2016, you haven't been kind to us. We've lost idols, the EU and now... Sue and Mel.
Yesterday, the witty duo announced that they will be leaving The Great British Bake-Off when it moves from BBC to Channel 4 next year.
Of course, true to their form, the pair served up a great big pun to explain their departure.
“We're not going with the dough,” they said, making reference to the fact that Channel 4 outbid the show's home channel.
Since the programme launched in 2010, Sue and Mel have brightened up our screens with their loveable banter, ever-so-cheeky innuendos and clear-cut friendship (they’ve known each other for 27 years). They're undoubtedly one of the best presenting duos on British television.
While we process the news of their withdrawal from future GBBOs, we look to Sue and Mel's wit from past seasons for some light relief...
They know just how important cake is.
Sue: “I’ve got a real treat for you. Tasty, beautiful, unmistakably French…”
Mel: “Is it Thierry Henry?”
Sue: “No, he’s still safe in my basement. It’s Patisserie Week.”
Mel: “Today is very exciting. It’s the thing I love most in the world.”
Sue: “Guinea pigs?”
Mel: “No, chocolate.”
Mel: `”Life is like a bowl of chocolates. You never know what you’re gonna get.”
Sue: “Four bakers are fighting for their lives…is that too dramatic?
Mel: “It’s never too dramatic. It’s cakes, biscuits and desserts we’re talking about”
They have a no-holds-barred policy to describe a bake...
Mary: “Why shouldn’t a bun be round?”
Mel: “My buns are round. Always.”
Sue: “Get those ladyfingers soggy”
Sue: “You can’t keep a tart waiting. Time is money, time is money”

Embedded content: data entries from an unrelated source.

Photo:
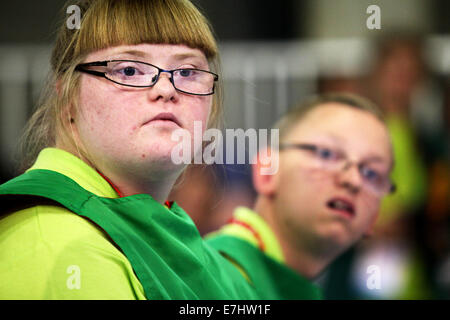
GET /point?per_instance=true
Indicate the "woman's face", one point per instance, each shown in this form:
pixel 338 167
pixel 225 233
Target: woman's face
pixel 115 123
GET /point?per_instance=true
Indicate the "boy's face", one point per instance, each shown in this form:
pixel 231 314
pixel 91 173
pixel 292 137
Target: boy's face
pixel 324 208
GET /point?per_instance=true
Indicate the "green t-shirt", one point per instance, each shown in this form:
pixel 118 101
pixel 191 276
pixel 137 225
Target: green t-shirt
pixel 104 244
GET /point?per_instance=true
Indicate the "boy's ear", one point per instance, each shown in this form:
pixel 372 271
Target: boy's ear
pixel 265 184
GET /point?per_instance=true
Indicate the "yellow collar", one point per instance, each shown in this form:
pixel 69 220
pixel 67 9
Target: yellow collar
pixel 71 166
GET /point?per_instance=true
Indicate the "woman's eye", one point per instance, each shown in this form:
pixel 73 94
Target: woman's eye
pixel 126 71
pixel 186 72
pixel 129 71
pixel 325 153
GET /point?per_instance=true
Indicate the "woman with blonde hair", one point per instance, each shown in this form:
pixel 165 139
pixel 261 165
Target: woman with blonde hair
pixel 88 217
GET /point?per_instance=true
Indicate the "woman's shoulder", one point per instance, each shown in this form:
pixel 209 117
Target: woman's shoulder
pixel 43 249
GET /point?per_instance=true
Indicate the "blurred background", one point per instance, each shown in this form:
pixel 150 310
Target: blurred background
pixel 275 54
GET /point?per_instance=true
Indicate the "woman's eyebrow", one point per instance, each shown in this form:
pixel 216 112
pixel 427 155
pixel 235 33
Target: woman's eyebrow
pixel 136 53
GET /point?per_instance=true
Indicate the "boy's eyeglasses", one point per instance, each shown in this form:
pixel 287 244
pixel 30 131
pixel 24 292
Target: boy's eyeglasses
pixel 139 74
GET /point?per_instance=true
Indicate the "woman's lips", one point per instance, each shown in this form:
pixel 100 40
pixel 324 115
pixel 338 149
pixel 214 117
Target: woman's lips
pixel 164 117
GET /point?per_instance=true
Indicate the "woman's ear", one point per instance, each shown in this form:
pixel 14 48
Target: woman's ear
pixel 265 179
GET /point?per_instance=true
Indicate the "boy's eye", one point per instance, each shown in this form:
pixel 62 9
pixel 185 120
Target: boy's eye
pixel 370 174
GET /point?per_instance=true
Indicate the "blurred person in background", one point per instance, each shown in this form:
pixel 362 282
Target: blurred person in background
pixel 398 80
pixel 335 160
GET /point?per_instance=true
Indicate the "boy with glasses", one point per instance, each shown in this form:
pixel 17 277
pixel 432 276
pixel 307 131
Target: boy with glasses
pixel 335 157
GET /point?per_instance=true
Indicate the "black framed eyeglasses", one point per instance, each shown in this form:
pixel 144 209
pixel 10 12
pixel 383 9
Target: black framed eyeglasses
pixel 334 160
pixel 139 74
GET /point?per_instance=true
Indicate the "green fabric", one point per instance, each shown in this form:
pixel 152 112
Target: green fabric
pixel 162 245
pixel 37 259
pixel 270 279
pixel 409 173
pixel 272 247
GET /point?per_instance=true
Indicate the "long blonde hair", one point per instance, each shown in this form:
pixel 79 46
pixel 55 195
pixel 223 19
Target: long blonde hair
pixel 107 23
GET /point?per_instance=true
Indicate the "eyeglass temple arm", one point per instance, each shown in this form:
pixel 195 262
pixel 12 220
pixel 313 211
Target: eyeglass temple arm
pixel 80 67
pixel 298 146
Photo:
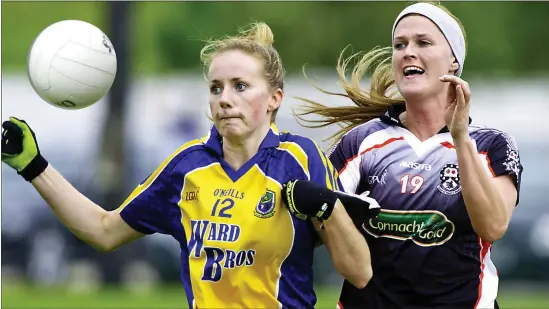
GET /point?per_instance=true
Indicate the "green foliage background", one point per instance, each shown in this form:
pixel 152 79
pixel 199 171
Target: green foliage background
pixel 504 38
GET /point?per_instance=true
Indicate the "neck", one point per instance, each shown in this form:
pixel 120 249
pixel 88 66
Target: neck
pixel 424 119
pixel 238 151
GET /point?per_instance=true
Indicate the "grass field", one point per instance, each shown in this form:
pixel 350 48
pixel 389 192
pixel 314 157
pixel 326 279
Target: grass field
pixel 14 297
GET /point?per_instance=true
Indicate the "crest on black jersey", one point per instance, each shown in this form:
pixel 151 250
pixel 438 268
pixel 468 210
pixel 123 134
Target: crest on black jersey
pixel 449 180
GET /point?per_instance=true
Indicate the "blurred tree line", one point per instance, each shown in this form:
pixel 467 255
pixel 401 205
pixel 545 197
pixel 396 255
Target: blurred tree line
pixel 504 38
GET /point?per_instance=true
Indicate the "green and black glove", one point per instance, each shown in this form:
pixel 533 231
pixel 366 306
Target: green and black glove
pixel 20 149
pixel 309 199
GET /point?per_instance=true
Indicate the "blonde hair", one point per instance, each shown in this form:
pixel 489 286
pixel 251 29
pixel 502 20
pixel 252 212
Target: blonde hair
pixel 370 104
pixel 255 39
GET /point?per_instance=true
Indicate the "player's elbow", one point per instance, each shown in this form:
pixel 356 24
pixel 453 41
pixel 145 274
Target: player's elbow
pixel 360 276
pixel 493 232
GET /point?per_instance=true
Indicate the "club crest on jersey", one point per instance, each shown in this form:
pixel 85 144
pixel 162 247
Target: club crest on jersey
pixel 449 180
pixel 265 206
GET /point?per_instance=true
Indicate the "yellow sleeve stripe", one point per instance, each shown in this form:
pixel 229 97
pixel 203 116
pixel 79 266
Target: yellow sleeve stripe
pixel 144 186
pixel 329 169
pixel 298 153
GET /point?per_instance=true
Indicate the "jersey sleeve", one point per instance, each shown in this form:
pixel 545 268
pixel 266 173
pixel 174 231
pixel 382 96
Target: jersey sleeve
pixel 321 169
pixel 146 208
pixel 345 158
pixel 504 159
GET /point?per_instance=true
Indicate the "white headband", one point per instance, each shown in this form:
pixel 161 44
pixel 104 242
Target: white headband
pixel 447 25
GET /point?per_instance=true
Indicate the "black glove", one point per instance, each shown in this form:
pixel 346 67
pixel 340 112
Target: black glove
pixel 308 199
pixel 20 150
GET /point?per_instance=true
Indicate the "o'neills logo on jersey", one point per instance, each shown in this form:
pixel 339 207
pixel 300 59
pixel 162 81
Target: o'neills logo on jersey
pixel 425 228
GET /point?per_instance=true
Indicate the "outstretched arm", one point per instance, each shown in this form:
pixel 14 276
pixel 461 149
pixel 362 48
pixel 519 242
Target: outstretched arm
pixel 101 229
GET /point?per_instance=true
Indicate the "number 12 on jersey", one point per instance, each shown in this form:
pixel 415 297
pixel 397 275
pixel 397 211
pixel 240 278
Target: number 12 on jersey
pixel 415 182
pixel 225 204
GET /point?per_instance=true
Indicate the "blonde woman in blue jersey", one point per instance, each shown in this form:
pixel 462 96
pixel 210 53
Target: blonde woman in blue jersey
pixel 447 187
pixel 220 196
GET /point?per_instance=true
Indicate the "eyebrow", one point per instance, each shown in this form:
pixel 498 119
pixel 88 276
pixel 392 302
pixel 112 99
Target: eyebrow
pixel 234 79
pixel 418 35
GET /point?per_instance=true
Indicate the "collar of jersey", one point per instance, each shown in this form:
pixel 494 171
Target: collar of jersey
pixel 391 117
pixel 215 141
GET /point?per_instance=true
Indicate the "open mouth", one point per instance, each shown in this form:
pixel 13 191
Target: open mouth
pixel 413 70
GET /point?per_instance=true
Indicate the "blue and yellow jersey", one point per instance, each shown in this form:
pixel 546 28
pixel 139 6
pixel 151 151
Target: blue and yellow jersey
pixel 240 246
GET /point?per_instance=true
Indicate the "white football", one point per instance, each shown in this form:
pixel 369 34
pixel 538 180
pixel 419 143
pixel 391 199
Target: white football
pixel 71 64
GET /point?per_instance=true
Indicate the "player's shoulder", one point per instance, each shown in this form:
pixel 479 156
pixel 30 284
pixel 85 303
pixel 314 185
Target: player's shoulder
pixel 363 130
pixel 189 155
pixel 486 136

Sue: “Stand away from your hot baps, stand away.”
Sue: “You have two hours to achieve ultimate moistness”
Mel to Mary Berry: “You like your nuts chunky”

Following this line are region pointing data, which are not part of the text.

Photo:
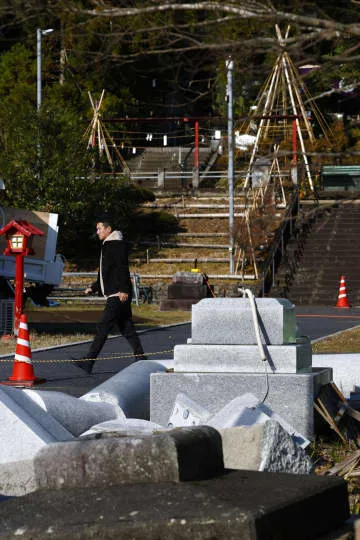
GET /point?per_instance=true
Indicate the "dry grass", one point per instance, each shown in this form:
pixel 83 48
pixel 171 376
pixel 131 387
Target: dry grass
pixel 144 315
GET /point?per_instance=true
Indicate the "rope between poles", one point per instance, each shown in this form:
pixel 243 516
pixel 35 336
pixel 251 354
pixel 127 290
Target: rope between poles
pixel 99 358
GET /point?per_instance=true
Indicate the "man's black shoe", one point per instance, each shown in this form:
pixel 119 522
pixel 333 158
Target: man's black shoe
pixel 86 365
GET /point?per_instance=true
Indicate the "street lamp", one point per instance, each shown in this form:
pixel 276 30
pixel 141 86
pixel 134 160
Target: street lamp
pixel 39 34
pixel 229 98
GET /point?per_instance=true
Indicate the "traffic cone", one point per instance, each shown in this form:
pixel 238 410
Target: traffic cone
pixel 342 298
pixel 23 371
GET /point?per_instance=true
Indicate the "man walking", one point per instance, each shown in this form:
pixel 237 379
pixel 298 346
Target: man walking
pixel 114 283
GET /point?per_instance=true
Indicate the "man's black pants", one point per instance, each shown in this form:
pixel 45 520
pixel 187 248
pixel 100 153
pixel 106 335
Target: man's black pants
pixel 116 313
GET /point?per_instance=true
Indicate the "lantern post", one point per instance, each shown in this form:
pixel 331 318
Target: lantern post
pixel 19 236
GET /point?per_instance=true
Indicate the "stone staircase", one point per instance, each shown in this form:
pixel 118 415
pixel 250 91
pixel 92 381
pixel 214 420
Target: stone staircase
pixel 311 271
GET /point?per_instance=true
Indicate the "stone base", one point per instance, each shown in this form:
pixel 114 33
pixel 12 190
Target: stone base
pixel 289 395
pixel 242 358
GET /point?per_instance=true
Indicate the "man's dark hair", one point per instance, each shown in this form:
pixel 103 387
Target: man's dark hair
pixel 107 220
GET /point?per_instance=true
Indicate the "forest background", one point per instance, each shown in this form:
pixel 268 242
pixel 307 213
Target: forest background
pixel 155 60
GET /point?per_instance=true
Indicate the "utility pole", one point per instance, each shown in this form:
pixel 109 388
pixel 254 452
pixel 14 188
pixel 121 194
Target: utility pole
pixel 39 34
pixel 229 99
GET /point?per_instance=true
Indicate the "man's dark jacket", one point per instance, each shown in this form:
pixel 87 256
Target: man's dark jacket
pixel 114 267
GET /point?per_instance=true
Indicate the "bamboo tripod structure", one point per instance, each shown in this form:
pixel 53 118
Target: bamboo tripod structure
pixel 98 135
pixel 280 114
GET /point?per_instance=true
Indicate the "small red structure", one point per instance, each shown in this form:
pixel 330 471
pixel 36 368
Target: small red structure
pixel 19 234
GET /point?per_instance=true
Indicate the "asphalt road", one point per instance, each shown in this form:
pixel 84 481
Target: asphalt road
pixel 55 365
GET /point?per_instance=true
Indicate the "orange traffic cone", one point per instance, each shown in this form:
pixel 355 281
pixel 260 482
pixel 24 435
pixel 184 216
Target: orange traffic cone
pixel 342 298
pixel 23 371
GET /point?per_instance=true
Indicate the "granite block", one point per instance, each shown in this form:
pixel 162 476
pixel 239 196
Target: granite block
pixel 229 321
pixel 289 395
pixel 242 358
pixel 176 455
pixel 346 369
pixel 244 505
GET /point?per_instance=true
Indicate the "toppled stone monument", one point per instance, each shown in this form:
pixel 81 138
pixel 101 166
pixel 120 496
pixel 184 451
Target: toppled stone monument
pixel 186 289
pixel 222 361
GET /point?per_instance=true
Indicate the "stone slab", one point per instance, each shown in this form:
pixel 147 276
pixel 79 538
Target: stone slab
pixel 290 396
pixel 263 447
pixel 229 321
pixel 247 410
pixel 244 505
pixel 25 427
pixel 242 358
pixel 177 455
pixel 74 414
pixel 17 478
pixel 129 427
pixel 186 290
pixel 190 278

Sue: “They’re sort of the page 3 of drizzle”
Mel: “Keep an eye on your jugs”
Sue: ”Stop touching your dough balls"
Sue on Tamal’s bake: “Messy top, tidy bottom.”
Sue: “Underlay, underlay - as a Mexican carpet-fitter once said.”
...of course, until a little censorship arrived.
Sue: “Good morning, bakers. The following signature challenge has been assessed by the Double Entendre Police and I’m delighted to inform you that Paul and Mary would love you to make cream horns. And there’s nothing fun to say about that whatsoever.”
They offered essential cooking tips and advice.
Mel: “When Madonna makes cream horns, she simply uses her bra. If you’ve got one of those conical bras, you can do that.”
Sue (on crème brûlée): “Finally, a signature challenge where it’s OK to burn the living hell out of something.”
Sue (on crème brûlée): “What wobble are you looking for? A Kim Kardashian? A Jessica Rabbit?”
Sue (on a piece of dough fallen on the floor): “Do you know what, I’ll eat that later. I don’t even joke. Listen (folds in half) - pasty.”
Sue: “I always serve gin and tonic with just a little bit of regret.”
And they were very nice about telling contestants to hurry up.
Mel: “Bakers you’ve got an hour until we want to hear the pitta patter of tiny breads coming up to the table.”
Sue: “OK bakers, just two minutes until we release the man-gorilla that is Paul Hollywood.”
Mel: “OK bakers, string up the bunting. This bun ting is over.”
Sue: “OK bakers, 15 minutes until your ganache hits my ga-nashers.”
But the best is when they're talking about each other...
Interviewer Eva Wiseman: How has the show affected your friendship?
Mel: “Friends before work.”
Sue: “Absolute pure love.”
Mel: “I really look forward to hanging about and titting around.”
Sue: “I wouldn’t do [the show] without Mel, because we’re each the trampoline upon which the other one bounces. You can’t just have a Sue sandwich, it has to be a Mel and Sue sandwich. It gives you more depth of bite.”